Получился, конечно, шум, но он не имел никакого значения - я вышел из
подполья. Лестница встала прочно, подперев выход из ловушки. Ее длины
хватило, она почти распласталась поперек коридора, оправдав самые светлые
мои надежды... В каземате уже спохватились, я услышал глухие стуки, словно
за каменной стеной.
- Кто там?! Эй!.. Открой!.. Скотина!.. - услышал я и, довольный, потер
руки. В переносном, конечно, смысле.
Я даже мог передохнуть, хотя мне и нужно было спешить.
Вообще-то это была моя ошибка - я не рассчитал их прыти. Вдруг за дверью
бухнуло, еще, еще раз... Пуля дзинькнула о стену рядом со мной. Одна,
другая...
Про огнестрельное оружие я и не подумал. Впрочем, применение его не
испугало меня. Но злости прибавило. Так что до выхода и дальше, до конца
переулка, я бежал мелкой трусцой, как на утренней физкультурной разминке.
Метров триста пришлось идти до ближайшего автомата. Но потом я уж
отыгрался.
Чтобы завести как следует милицию, следует несколько преувеличить одно и
позабыть про другое. Что я и сделал.
Сбивчивым голосом прохожего я поведал о тусовке наркоманов и об
изнасиловании. Как мог, объяснил где. Не удержался и вспомнил про
подпольное казино.
Следом набрал еще один телефончик, он когда-то на всякий случай отложился
у меня в памяти. Им я выдал про террористов кавказских национальностей, про
пулеметы, переговорные устройства и реактивные установки ручного
пользования.
Я сделал свое дело. Теперь оставалось побыстрее сматываться.

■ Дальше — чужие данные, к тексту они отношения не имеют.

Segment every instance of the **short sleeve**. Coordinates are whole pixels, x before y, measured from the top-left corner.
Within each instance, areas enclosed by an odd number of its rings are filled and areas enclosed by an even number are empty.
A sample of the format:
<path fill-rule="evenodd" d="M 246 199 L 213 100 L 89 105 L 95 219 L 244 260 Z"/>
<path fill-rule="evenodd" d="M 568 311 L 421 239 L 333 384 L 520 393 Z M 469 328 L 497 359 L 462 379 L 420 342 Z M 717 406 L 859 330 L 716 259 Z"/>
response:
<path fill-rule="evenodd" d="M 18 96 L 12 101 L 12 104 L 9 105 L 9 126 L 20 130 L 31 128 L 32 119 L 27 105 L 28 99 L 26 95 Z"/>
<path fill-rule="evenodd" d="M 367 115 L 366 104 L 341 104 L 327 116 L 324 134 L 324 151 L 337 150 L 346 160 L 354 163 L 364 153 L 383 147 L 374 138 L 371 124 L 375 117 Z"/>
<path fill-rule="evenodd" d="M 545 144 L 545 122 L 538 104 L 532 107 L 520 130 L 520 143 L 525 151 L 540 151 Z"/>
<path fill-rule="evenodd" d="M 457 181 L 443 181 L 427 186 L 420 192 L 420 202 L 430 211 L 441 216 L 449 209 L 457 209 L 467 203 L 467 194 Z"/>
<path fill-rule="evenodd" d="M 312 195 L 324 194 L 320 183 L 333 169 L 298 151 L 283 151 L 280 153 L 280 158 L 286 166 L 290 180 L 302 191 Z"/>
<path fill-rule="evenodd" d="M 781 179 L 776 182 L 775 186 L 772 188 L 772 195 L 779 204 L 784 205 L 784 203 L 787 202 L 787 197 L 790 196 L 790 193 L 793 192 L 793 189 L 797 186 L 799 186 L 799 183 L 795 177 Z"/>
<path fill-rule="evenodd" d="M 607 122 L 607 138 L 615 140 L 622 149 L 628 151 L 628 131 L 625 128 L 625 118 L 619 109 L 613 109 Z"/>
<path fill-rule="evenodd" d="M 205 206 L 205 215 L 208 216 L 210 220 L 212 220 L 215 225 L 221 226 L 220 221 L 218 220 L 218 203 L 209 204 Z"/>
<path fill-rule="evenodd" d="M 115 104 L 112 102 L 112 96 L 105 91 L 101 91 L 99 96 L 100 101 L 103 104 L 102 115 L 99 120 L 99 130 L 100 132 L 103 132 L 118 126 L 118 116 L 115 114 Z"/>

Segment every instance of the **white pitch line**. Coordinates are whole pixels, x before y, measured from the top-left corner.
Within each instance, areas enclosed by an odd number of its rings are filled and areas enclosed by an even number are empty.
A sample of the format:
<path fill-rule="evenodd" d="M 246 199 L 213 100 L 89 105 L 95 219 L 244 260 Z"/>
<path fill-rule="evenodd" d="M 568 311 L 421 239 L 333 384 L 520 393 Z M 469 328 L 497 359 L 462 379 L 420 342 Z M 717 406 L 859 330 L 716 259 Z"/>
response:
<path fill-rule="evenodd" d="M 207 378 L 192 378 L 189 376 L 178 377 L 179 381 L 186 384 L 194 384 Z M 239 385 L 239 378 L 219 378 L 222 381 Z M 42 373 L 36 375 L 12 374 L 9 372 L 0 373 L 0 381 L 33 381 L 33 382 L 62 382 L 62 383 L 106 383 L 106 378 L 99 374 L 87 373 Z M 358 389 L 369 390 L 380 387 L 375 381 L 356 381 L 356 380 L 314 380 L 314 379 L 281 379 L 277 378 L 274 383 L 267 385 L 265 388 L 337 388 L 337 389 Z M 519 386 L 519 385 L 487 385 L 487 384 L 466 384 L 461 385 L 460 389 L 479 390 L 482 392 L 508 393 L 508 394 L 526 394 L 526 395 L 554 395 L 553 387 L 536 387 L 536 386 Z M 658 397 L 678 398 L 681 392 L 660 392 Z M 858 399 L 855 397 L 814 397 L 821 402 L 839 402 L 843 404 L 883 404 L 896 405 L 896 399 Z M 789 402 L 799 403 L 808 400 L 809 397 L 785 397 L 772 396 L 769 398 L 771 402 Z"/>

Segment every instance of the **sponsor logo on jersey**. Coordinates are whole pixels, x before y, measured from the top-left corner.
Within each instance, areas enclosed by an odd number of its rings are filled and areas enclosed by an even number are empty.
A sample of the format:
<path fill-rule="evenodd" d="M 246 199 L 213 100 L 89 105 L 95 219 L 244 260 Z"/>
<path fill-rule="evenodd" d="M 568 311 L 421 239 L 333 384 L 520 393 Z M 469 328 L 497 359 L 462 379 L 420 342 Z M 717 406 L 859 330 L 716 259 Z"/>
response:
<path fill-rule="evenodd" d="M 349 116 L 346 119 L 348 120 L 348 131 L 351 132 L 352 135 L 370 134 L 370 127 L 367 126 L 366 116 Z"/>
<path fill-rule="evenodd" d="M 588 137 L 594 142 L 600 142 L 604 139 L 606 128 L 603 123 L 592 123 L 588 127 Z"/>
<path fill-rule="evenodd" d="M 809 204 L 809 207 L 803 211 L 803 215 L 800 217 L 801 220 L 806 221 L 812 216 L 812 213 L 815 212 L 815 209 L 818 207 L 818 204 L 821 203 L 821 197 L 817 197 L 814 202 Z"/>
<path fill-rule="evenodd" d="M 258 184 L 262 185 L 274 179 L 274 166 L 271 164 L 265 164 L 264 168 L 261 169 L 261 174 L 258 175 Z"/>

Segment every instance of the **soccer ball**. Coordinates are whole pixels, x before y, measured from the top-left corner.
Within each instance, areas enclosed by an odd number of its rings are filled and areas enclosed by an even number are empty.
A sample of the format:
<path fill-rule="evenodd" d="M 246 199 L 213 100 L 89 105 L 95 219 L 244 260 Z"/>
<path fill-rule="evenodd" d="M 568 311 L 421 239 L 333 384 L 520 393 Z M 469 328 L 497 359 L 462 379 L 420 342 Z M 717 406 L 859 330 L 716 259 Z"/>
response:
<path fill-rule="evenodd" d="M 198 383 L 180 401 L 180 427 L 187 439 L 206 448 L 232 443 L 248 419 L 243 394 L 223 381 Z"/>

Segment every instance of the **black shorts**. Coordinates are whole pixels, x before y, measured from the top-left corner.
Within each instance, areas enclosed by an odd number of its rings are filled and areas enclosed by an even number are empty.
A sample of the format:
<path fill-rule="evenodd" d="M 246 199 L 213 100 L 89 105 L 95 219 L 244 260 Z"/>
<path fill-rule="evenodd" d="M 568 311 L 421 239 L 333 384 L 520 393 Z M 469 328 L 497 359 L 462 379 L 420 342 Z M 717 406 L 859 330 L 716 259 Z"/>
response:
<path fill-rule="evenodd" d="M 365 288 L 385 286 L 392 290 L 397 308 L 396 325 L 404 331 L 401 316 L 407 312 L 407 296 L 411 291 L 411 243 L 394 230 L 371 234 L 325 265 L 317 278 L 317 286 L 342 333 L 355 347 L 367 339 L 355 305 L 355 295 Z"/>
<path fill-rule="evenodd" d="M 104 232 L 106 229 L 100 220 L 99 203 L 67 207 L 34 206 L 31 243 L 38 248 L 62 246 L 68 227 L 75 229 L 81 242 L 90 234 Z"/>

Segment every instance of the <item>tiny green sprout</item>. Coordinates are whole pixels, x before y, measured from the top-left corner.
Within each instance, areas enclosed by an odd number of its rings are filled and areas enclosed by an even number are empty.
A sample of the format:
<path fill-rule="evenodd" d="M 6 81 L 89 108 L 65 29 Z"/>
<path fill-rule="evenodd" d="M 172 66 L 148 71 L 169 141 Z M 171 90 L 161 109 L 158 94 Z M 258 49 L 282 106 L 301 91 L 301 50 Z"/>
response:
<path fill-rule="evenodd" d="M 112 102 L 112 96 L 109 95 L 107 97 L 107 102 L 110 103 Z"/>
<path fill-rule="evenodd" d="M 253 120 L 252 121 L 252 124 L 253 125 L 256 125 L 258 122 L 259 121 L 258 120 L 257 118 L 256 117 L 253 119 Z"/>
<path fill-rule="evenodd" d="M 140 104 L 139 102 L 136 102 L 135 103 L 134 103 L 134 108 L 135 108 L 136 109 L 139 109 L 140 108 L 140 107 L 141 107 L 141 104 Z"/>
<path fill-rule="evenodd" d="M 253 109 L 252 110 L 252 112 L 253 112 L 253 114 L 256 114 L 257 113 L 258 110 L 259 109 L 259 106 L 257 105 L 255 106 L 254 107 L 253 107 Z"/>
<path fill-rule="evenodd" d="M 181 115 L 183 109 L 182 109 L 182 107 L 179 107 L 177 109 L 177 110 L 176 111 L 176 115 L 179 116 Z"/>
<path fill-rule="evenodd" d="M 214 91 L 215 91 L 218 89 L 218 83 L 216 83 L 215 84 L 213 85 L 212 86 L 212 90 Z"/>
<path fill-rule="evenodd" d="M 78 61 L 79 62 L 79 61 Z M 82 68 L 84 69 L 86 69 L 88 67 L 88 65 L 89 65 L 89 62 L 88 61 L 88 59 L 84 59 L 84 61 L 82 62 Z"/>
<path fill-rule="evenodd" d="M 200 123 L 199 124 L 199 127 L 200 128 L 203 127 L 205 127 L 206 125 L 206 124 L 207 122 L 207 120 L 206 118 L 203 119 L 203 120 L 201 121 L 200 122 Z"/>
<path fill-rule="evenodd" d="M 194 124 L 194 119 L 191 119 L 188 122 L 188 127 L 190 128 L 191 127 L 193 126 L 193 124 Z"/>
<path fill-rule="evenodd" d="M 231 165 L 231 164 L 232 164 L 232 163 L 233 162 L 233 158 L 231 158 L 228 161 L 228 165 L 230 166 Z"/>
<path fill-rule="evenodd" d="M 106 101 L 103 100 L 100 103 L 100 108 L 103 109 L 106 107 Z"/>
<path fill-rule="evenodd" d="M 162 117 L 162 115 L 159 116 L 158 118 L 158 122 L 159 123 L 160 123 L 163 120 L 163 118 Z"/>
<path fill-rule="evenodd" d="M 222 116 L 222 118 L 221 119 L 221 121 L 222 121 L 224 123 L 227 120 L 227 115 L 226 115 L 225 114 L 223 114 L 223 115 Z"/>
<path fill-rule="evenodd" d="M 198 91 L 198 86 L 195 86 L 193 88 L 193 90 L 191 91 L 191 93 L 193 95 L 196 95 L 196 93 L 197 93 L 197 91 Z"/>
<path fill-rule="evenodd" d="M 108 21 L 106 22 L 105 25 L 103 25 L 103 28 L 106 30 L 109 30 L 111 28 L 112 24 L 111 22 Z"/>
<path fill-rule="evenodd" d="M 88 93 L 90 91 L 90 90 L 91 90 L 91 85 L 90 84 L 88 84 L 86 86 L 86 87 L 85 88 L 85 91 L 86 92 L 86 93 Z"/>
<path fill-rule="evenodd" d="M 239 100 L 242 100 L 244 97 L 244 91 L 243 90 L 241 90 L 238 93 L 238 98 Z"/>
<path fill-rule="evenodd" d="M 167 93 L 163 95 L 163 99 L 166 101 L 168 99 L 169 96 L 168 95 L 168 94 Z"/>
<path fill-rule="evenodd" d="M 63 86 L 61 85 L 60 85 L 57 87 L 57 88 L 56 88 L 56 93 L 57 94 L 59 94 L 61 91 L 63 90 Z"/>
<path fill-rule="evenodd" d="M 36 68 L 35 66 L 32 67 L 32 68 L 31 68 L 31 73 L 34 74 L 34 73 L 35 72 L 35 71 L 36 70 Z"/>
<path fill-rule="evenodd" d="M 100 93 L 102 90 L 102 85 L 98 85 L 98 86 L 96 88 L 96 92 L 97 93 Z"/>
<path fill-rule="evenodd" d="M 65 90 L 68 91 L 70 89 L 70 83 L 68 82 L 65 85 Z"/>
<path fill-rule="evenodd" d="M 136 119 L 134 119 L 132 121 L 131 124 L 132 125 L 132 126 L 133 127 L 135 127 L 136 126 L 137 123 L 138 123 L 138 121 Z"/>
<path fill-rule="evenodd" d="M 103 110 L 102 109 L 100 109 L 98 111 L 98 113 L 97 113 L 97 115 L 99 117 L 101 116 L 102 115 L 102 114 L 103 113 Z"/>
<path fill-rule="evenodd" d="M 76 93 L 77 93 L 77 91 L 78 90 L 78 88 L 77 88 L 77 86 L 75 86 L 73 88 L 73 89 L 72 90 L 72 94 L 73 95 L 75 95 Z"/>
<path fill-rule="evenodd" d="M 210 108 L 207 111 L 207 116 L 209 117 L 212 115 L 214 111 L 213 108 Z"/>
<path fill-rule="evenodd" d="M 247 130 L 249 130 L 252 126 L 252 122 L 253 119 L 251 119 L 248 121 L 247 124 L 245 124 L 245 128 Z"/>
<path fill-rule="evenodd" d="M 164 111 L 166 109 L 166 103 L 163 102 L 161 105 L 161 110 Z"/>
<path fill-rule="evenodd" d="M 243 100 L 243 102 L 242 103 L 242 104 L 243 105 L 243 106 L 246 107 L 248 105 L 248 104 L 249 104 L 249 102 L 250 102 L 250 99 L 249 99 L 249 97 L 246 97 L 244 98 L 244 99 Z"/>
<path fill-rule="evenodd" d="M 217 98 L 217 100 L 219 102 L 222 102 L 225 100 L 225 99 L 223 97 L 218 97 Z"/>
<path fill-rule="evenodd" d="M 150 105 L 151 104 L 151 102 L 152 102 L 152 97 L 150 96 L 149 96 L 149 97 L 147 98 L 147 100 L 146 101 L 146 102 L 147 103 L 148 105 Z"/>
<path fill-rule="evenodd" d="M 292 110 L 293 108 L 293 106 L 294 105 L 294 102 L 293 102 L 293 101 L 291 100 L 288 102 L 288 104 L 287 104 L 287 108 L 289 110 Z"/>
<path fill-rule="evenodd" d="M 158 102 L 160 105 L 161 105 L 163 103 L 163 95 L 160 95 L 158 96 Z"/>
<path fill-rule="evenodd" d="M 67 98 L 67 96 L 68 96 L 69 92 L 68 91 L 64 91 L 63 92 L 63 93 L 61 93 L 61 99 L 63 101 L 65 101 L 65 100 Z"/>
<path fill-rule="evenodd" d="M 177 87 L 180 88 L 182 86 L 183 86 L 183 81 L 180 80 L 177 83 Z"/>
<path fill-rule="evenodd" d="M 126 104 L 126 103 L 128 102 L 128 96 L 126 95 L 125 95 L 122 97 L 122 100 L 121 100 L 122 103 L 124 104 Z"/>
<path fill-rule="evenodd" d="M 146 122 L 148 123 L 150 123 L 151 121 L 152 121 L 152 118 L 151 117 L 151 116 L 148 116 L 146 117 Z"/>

У метро я снова зашел в автомат.
- Что, уже прошел час? - удивилась Кира.
- Ты же сердобольная девушка, - сказал я.
- Сердобольная - старомодное слово.
- Вообще-то я бы заехал к тебе в гости, - хихикнул я над своей наглостью,
- если ты не возражаешь.
- Что, есть причина? - спросила она тем же сварливым тоном, но я уловил в
нем нотки солидарности. Все-таки она уникальное существо, и если пошлет
меня сейчас куда подальше, все равно я с удовольтствием буду вспоминать ее
акцент.
- Есть, есть, - сказал я, внезапно обнаруживая их в себе, эти причины, не
одну, а много.
- Опять синяк?
- Хуже.
- Сломали что-нибудь?
- Да как тебе сказать...
Я готов был расплакаться от сентиментальности. Она принимала меня таким,
каков я есть. Со всеми моими недостатками...
В метро я ехать не рискнул, потому что на меня смотрели. Я был весь в
древней подвальной пыли. И руки у меня были грязные, мне все время хотелось
их вымыть.
Но у метро я купил гвоздики, пять штук. Меня подвезла хлебовозка. Она
торопилась в булочную с порцией вечернего хлеба для трудящихся, но ради
четвертака водитель решил изменить курс и прибыть в пункт назначения
несколько позже.
- В стране ничего не случилось? - спросил я водителя. - Никакой
революции?
- Я радио сегодня не слушал, - сказал он.
- И я.
- А что, есть слухи?
- Есть какие-то.
Дом был опять с вахтером. За последние дни я стал привыкать к ним. Они ко
мне - нет.
При виде меня старичок подскочил со стула и загородил тщедушным телом
дорогу. Только потом спросил: к кому это я направляюсь? Я произнес пароль -
номер квартиры. Он сработал безотказно. Но старичок следил за мной, пока не
закрылись двери лифта. Там было зеркало - взглянул на себя. На щеке -
грязь, куртка превратилась в строительную телогрейку.
Дгерь открыла не Кира, а мужик лет пятидесяти, худощавый, в спортивном
костюме фирмы "Адидас". Он осмотрел меня с ног до головы и довольно сказал:
- Не часто приходится встречать столь живописного молодого человека.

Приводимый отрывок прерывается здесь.